Brown Celebrates 10 Years of Royce Fellowship for Sport and Society

Brown Celebrates 10 Years of Royce Fellowship for Sport and Society

PROVIDENCE, R.I. – As Brown University celebrates 20 years of the Royce Fellowship Program and the 10th year of the Royce Fellowship for Sport and Society, Brown’s Swearer Center for Public Service is featuring several stories on the projects of Brown student-athletes.

Current and former Brown student-athletes who have contributions – including written and audio stories – as part of the commemorative series include Natalie Ball ’16 (women’s basketball), Sazzy Gourley ’16 (men’s swimming & diving), Sandra Kimokoti ’15.5 (women’s rugby), Olivia Santiago ’16 (women’s water polo), Keith Stanski ’04 (men’s water polo), and Nelly Weledji ’15 (women’s basketball).


Natalie Ball ’16 (Women’s Basketball) – “A Neutral Sport in Northern Ireland”
Ball traveled to Northern Ireland in the summer of 2015 to coach mixed teams of Protestant and Catholic children in a basketball league with PeacePlayers.

“It wasn’t until after this tour that I realized how the vastly different cultures and political beliefs have led to deep-rooted stereotypes and hatred. This is where PeacePlayers comes in.” 

Sazzy Gourley ’16 (Men’s Swimming & Diving) – “Hype, Sunscreen & 27 Meters”
Gourley researched the intersections between marketing, sport, and social impact through case studies with Red Bull’s 2014 Cliff Diving World Series in Texas, Ireland, Norway, and the Azores Islands.

“My summer boils down to three things: hype, sunscreen, and 27 meters.”

Sandra Kimokoti ’15.5 (Women’s Rugby) – “Making Time for Rugby”
Kimokoti developed and implemented a health education curriculum for high school girls in rural Western Kenya.

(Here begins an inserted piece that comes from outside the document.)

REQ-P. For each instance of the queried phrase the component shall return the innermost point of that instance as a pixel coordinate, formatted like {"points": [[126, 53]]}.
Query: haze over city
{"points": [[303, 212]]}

“Girls in Kenya are rarely encouraged to play rugby as it is considered a masculine sport, best suited for boys - so the program also gives them a chance to play a sport they would otherwise not have the opportunity to play.”

AUDIO STORY: “Rugby is one of those tools that helps you see that you can do something that either you were told or believed for some reason that you couldn’t do before." 

Olivia Santiago ’16 (Women’s Water Polo) – “Learning to Swim”
Santiago worked on developmental swim programs in island nations, spending time in Trinidad and Tobago during the summer of 2013.

“I was inspired to do a project like this when I traveled to Haiti in 2012, and I realized all my Haitian friends did not know how to swim despite the fact Haiti is an island nation in the Caribbean.”

AUDIO STORY: “There’s this thing that islanders call coconut Wi-Fi or bamboo wireless. When islands are really small you know exactly what goes on in a community.”

Keith Stanski ’04 (Men’s Water Polo) – “Not Just a Lesson Plan”
Stanski developed a human rights curriculum for youth in war stricken Colombia in 2002. Afterwards, he produced a manual to encourage discussion, exploration, and reflection on human rights and their role in the country and went on to work for the International Organization for Migration in Afghanistan.

AUDIO STORY: “I think the core question at the time was, what’s the potential to take education as a transformative act but also as a political one.”

Nelly Weledji ’15 (Women’s Basketbal) – “Rain and Other Things”
Weledji worked with a clinic in Cameroon in 2014 providing support to health care workers and under-resourced families while exploring the opportunities sport offers to educate families about the importance of health care and available health resources.

“I’m learning that sports are a great medium for teaching and communicating, especially when somewhat of a language barrier is present because children learn from doing and active participation.”


Established in 1996 through the generosity of Charles Royce ’61, the Royce Fellowship Program supports Brown University undergraduates as they carry out independent projects of their own design in locations across the United States and around the world.

The Sport and Society Fellowship, established in 2007, recognizes Brown University undergraduates who have a record of excellence in academics and sport, supporting these student-athletes to embark on innovative research or applied projects, exploring the intersection of sport and human rights within a particular context.